The pre-qualifier tool takes the taxpayer through 5 main steps, each step containing a series of specific questions:

  1. Basic Information – These are the “deal breakers” that normally result in an OIC being automatically returned (such as missing tax returns or an open bankruptcy)
  2. Assets – Questions about equity in bank accounts, real property, cars, etc.
  3. Income – Monthly income from all sources
  4. Expenses – Actual monthly expenses subject to IRS maximum allowances
  5. Proposal – This is the “MSRP” — the magic number that, if offered to the IRS, may result in an accepted offer

I guess we’ll know how hazardous this tool is when people start ordering an OIC from their tax attorney like they order a sandwich: “One OIC please; I know I qualify because I used the OIC Pre-Qualifier Tool.”

An IRS January Tradition

On Thursday the IRS announced a massive nation-wide identity theft crackdown, and I believe I’m starting to see a pattern now. Around the end of December each year we tend to get together with our extended families to drink eggnog, decorate trees, exchange gifts, and engage in various other annual family traditions. Well, the IRS appears to have a tradition of its own, although far less jolly than ours. Each January the IRS gets together with the Department of Justice and the US Attorney to sweep the nation for tax cheats — not exactly the kind of party you want to be invited to.

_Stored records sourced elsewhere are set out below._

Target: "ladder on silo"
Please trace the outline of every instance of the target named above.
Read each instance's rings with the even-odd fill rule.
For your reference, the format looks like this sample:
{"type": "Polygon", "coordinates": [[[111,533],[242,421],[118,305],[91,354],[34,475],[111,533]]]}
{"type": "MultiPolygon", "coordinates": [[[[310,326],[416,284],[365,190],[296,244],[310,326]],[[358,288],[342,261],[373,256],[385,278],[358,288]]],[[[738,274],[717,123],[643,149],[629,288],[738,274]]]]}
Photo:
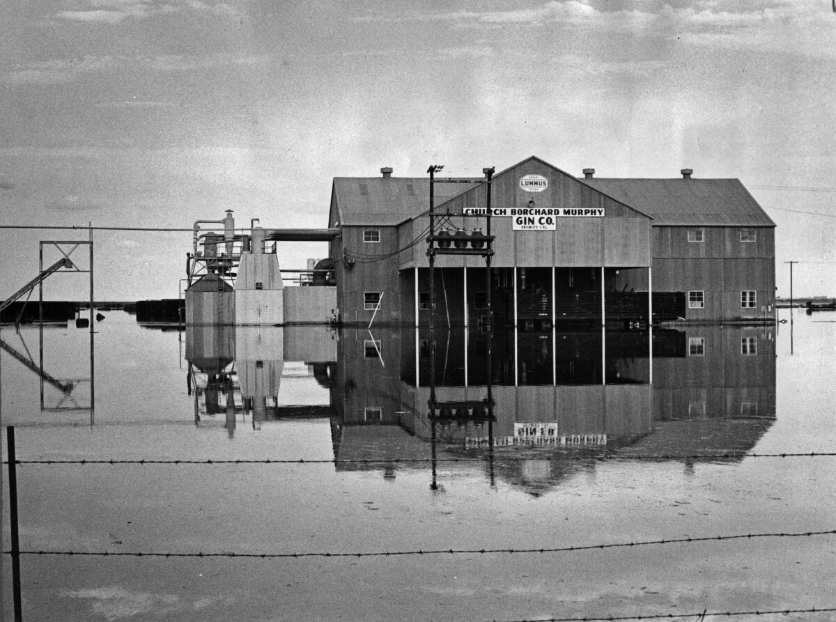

Here are the results of this years’ festivities:

  • the “sweep” involved 32 states and 215 cities
  • 734 enforcement actions (2,400 total in fiscal year 2012)
  •  109 arrests
  • 189 indictments
  • 47 search warrants
  • visits to 197 money service businesses (i.e., check cashing joints)

Read about specific cases here.

There is no doubt the IRS is strengthening its identity theft prevention and prosecution efforts.  Last year there were only 69 indictments and 58 arrests.  Sentencings are also on the rise, and jail times are getting longer.

The IRS is spending an unprecedented amount of resources on identity theft.  Perhaps the best evidence is the dramatic increase in criminal identity theft investigations:

  • 276 criminal identity theft investigations started in 2011
  • 898 criminal identity theft investigations started in 2012
  • 560 criminal identity theft investigations started so far in 2013

I’m not sure how they would do it, but the IRS could probably do a better job publishing this information and these stats.  It’s great that they’re stepping up efforts to punish identity theives, and the timing is perfect (right as people begin getting their taxes done), but if it’s only the tax attorneys and other tax professionals who are in the know, I would consider it a big opportunity lost.

It's Tax Season (Sort of)

So with the Super Bowl over, and pitchers and catchers reporting next week, these are the signs that tax season is in full swing, right? Wrong; depending on your situation. You still may not be able to file your 2012 tax return and get your refund, or resolve your tax debt.  Based on the last-minute shenanigans in Washington D.C. to avoid falling of the fiscal cliff, the Internal Revenue Service (IRS) is still preparing their systems to accept the remaining tax forms affected by the American Taxpayer Relief Act (ATRA) enacted by Congress on January 2, 2013.

The Internal Revenue Service announced today that taxpayers will be able to start filing two major tax forms next week covering education credits and depreciation. Beginning Sunday, February 10, 2013, the IRS will start processing tax returns that contain Form 4562, Depreciation and Amortization. Then, on Thursday, February 14, 2013, the IRS plans to start processing Form 8863, Education Credits. With these updates, almost all taxpayers may start filing their tax returns for 2012. These forms affected the largest groups of taxpayers who weren’t able to file following the abbreviated January 30, 2013, opening of the 2013 tax season.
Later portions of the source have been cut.